Apr 29, 2017: Meeting between Neighborhood Associations and OPD/City Council

Did you know that there are SEVEN different Neighborhood Associations in the Rockridge area of Oakland? And we’re talking security-focused groups that hire patrols, offer security advice, etc., just as URNA does. What does this mean? Well, you probably know already – that our area could use more of a police presence to aid in crime prevention, but that is not the reality now, so we’ve all started efforts to make up the difference. There are a few good signs, and on April 29, URNA and six other Oakland neighborhood patrol groups met this with OPD Deputy Chief Darren Allison, Captain Randy Wingate, Our CRO (Community Resource Officer) Kristine Jurgens, City Council-members Annie Campbell Washington and Abel Guillen, a representative from Dan Kalb’s office (he was traveling), along with Patricia Rose – our NSC (Neighborhood Services Coordinator), to discuss crime trends and ways to improve coordination with OPD.
Some Oakland stats first – Good news/bad news:
The good news is that OPD is budgeted for 797 officers and staffing is currently up to 753 officers. Since Mayor Schaff took office the staffing increased from 600 – 753 officers! Good progress, although some analysis recommends 1200 officers for a city of our size.
The bad news is that Oakland faces significant challenges in its 2017-2019 budget, which projects a $32 million deficit. The budget does include a third police academy to bring staffing up to the authorized number. Other items:

OPD had monthly meetings with security companies in past and we’re looking into re-starting those, likely with a quarterly meeting frequency.
AREA CRIME Stats are available anytime on City web site. Here is the link for AREA 2 stats. (URNA: We are in Area 2 and Police Beat 13X – FYI)

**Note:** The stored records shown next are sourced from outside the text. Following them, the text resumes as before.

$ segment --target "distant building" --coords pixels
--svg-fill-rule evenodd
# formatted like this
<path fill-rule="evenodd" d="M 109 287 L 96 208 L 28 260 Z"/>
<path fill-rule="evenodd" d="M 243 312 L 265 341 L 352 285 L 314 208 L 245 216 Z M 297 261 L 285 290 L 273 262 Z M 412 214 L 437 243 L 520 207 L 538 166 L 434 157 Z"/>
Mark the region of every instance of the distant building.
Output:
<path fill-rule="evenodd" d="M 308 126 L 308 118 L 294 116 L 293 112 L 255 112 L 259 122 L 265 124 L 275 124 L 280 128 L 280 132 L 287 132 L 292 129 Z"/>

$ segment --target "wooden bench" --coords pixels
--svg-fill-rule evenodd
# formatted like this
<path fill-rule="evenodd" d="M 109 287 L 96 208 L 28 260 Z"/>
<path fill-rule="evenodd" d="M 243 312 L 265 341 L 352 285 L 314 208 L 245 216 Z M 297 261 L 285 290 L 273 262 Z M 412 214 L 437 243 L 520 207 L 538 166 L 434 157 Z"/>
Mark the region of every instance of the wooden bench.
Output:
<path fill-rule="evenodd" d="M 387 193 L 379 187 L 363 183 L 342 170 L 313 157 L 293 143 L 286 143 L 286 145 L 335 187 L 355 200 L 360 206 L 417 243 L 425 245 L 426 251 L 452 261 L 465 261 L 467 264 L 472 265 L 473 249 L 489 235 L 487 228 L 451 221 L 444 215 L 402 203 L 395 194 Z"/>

Deputy Chief Allison and Captain Wingate also spoke about:

Citizen home camera video can be very helpful for identifying suspects in crimes! Urged all to use the Oakland CAMERA REGISTRY (click to see info below)
“Ceasefire” efforts focusing on the highest-risk individuals have helped drive down crime in Rockridge and the Oakland hills.
CHANCES OF ANOTHER OFFICER ON BEAT 13: New OPD Chief Kirkpatrick open to looking at the deployment model – in place since 1970s. So, it is possible, but hard to judge…
OPD Priorities: Obvious that they prioritize physical harm or the risk of it in responding to calls. If you call in a crime, make that your priority too. (Example: A robbery will have slower response than a robbery with possible robber on premises, etc.)